The input to this meeting is the Product Backlog, the latest product Increment, projected capacity of the Development Team during the Sprint, and past performance of the Development Team. The number of items selected from the Product Backlog for the Sprint is solely up to the Development Team. Only the Development Team can assess what it can accomplish over the upcoming Sprint.

The most important thing to take account of is the actual evidence of the work you've achieved in the past. The measure of how much your team can get done in an iteration is typically called Velocity.

It doesn't matter whether team members are there for 8 hours. It doesn't matter that sometimes there are meetings. We aren't individually interested in these things, and it's much better to directly measure the thing we do care about, our velocity.

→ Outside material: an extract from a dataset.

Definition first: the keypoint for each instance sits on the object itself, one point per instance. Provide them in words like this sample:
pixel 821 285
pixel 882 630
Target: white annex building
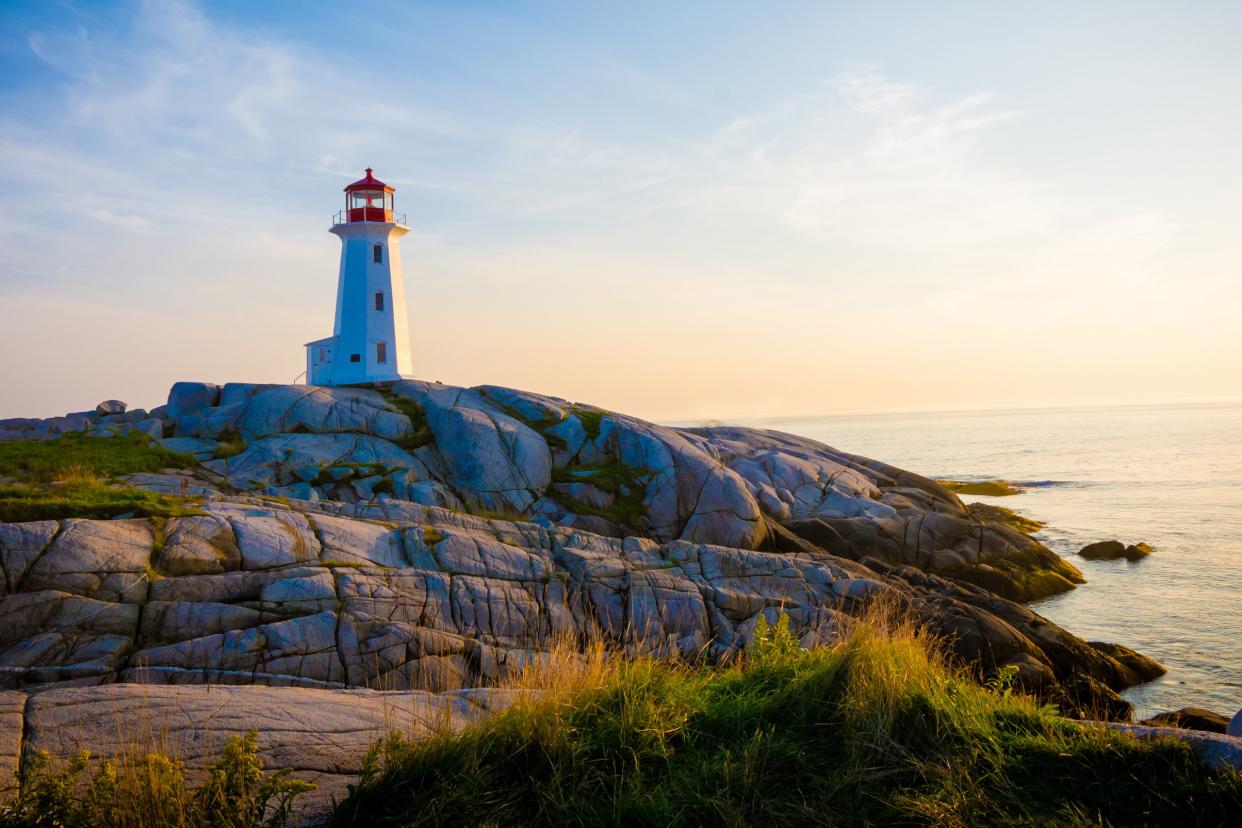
pixel 370 339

Note that the Development team is responsible for deciding commitments (not the scrum master), and that performance is measured as a team, not as individuals.

While the Scrum guide leaves the "How" the development team estimations stories an exercise for the reader, most successful teams use something like Story points.

For example, lets say my team has a few stories of size (in points, left is highest priority) { 1, 5, 8, 3 }. If last sprint, we managed 6 points, the team knows to take on 1 and 5 only. If we managed 9 points, we know I can take on 1, 5 and 3. The thing powering the team's decisions is evidence from previous iterations. A "point" is not linked to any amount of time other than through our evidence based measure of velocity.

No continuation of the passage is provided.